Coronavirus-related 401(k) Distributions and Your TaxesSubmitted by The Participant Effect on September 30th, 2020
A “distribution” occurs when you withdraw funds from your 401(k) account. You can transfer these funds to another 401(k) or an Individual Retirement Account (IRA). Or you may use them to finance your retirement or some other life goal.
New 401(k) Rules for the New Normal
While withdrawals from Roth 401(k) accounts are tax free, distributions from traditional 401(k)s are taxable. Additionally, distributions taken before age 59½ usually come with a hefty 10% tax in the form of an early withdrawal penalty. Required Minimum Distributions (RMDs) are mandatory once you reach age 72 (if your reach age 70½ in 2020 or later — although if you are still working for the company who sponsors your 401(k), you may be exempt. However, the IRS loosened some regulations governing early withdrawals, loans and RMDs from your 401(k) due to the COVID-19 crisis.
With the enactment of the CARES Act, RMDs for 2020 are suspended. If you don’t need to take that distribution, you can leave your money in the account and let it continue to grow — and avoid the additional tax you’d owe on those distributions.
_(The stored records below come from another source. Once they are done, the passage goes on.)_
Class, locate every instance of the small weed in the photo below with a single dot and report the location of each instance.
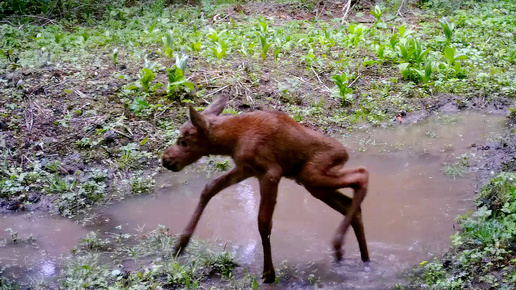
(141, 184)
(458, 168)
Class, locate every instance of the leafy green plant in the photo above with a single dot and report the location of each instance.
(414, 56)
(168, 44)
(265, 46)
(146, 76)
(355, 33)
(219, 49)
(263, 26)
(452, 62)
(215, 35)
(448, 28)
(377, 13)
(139, 105)
(176, 79)
(115, 56)
(342, 89)
(309, 57)
(380, 53)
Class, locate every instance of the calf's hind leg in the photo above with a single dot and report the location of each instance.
(342, 203)
(333, 179)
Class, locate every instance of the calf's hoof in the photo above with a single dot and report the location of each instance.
(269, 277)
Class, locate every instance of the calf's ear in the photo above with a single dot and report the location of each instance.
(198, 120)
(217, 106)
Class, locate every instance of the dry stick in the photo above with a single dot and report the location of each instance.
(399, 8)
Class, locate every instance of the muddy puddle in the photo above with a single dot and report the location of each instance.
(408, 213)
(31, 244)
As stated earlier, if you withdraw money from your 401(k) before age 59½, in most circumstances you’ll pay both the tax due on the money withdrawn plus a 10% penalty. However, the CARES Act provides that if you need to take money from your 401(k) because of specific virus-related impacts, you’re allowed to take up to $100,000 without paying the early withdrawal penalty.
According to the IRS, you may qualify if:
- You are diagnosed with the virus SARS-CoV-2 or with coronavirus disease 2019 (COVID-19) by a test approved by the Centers for Disease Control and Prevention;
- Your spouse or dependent is diagnosed with SARS-CoV-2 or with COVID-19 by a test approved by the Centers for Disease Control and Prevention;
- You experience adverse financial consequences as a result of being quarantined, being furloughed or laid off, or having work hours reduced due to SARS-CoV-2 or COVID-19;
- You experience adverse financial consequences as a result of being unable to work due to lack of child care due to SARS-CoV-2 or COVID-19; or
- You experience adverse financial consequences as a result of closing or reducing hours of a business that you own or operate due to SARS-CoV-2 or COVID-19.
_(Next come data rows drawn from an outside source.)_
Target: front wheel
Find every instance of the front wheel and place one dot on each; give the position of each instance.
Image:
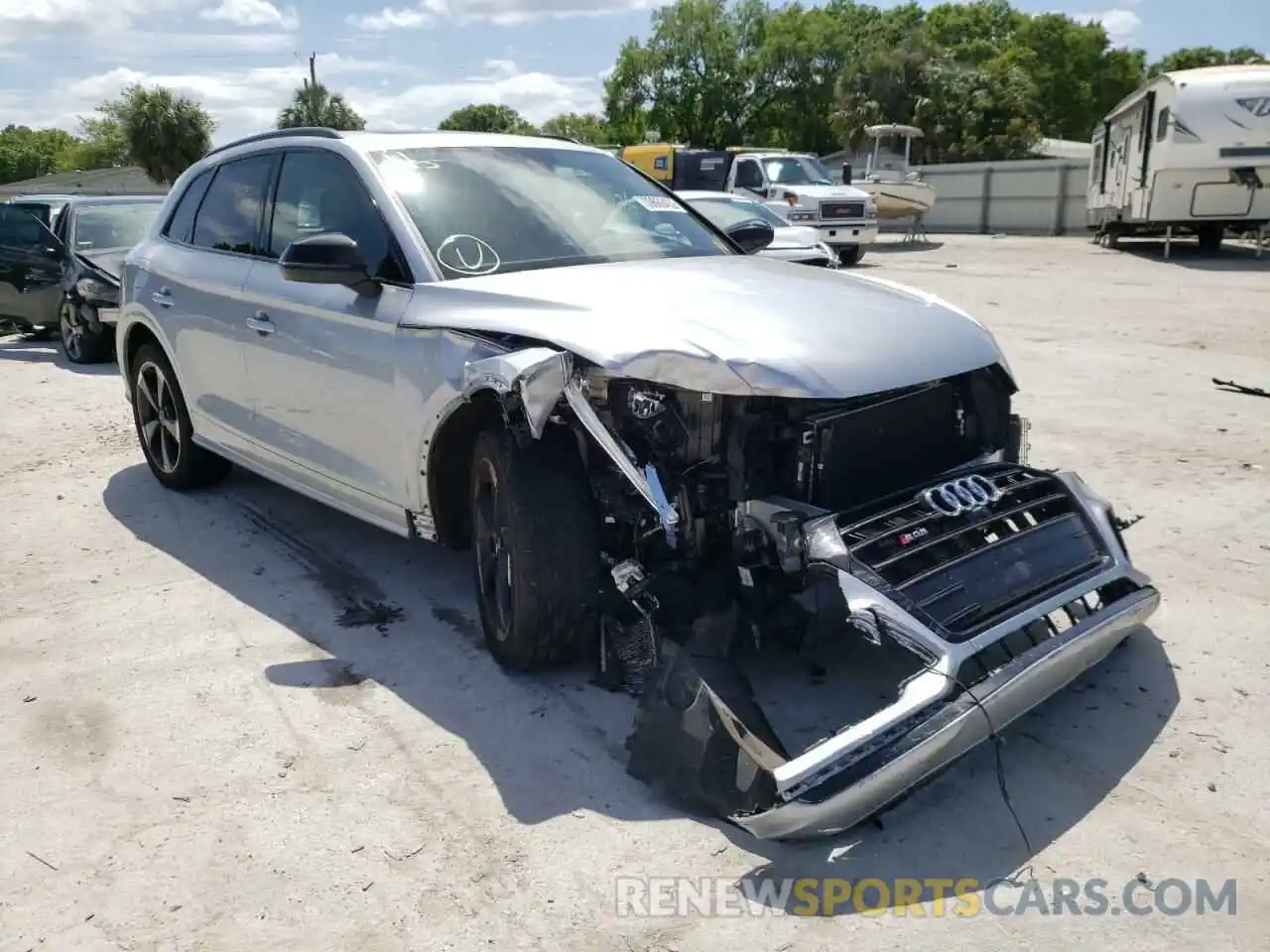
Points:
(80, 341)
(849, 255)
(164, 428)
(536, 551)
If you pay the money back to a qualified retirement account (including an IRA) within three years, you’ll owe no tax. Otherwise, you’ll have three years to pay any taxes owed. Using the coronavirus exemption may allow you to tap your 401(k) up to $100,000, use it for your current needs tax free and then pay that money back to yourself.
Don’t Go It Alone
Be aware that the rules that govern 401(k) accounts are extremely complex and subject to change. Make an appointment with your financial advisor to discuss strategies to maximize your investment returns to meet current and future needs — while minimizing your tax liability. And before venturing into any advanced tax strategies, it’s wise to also get help from a qualified tax advisor. It’s your money, and there’s nothing wrong with trying to keep as much of it as you’re allowed to.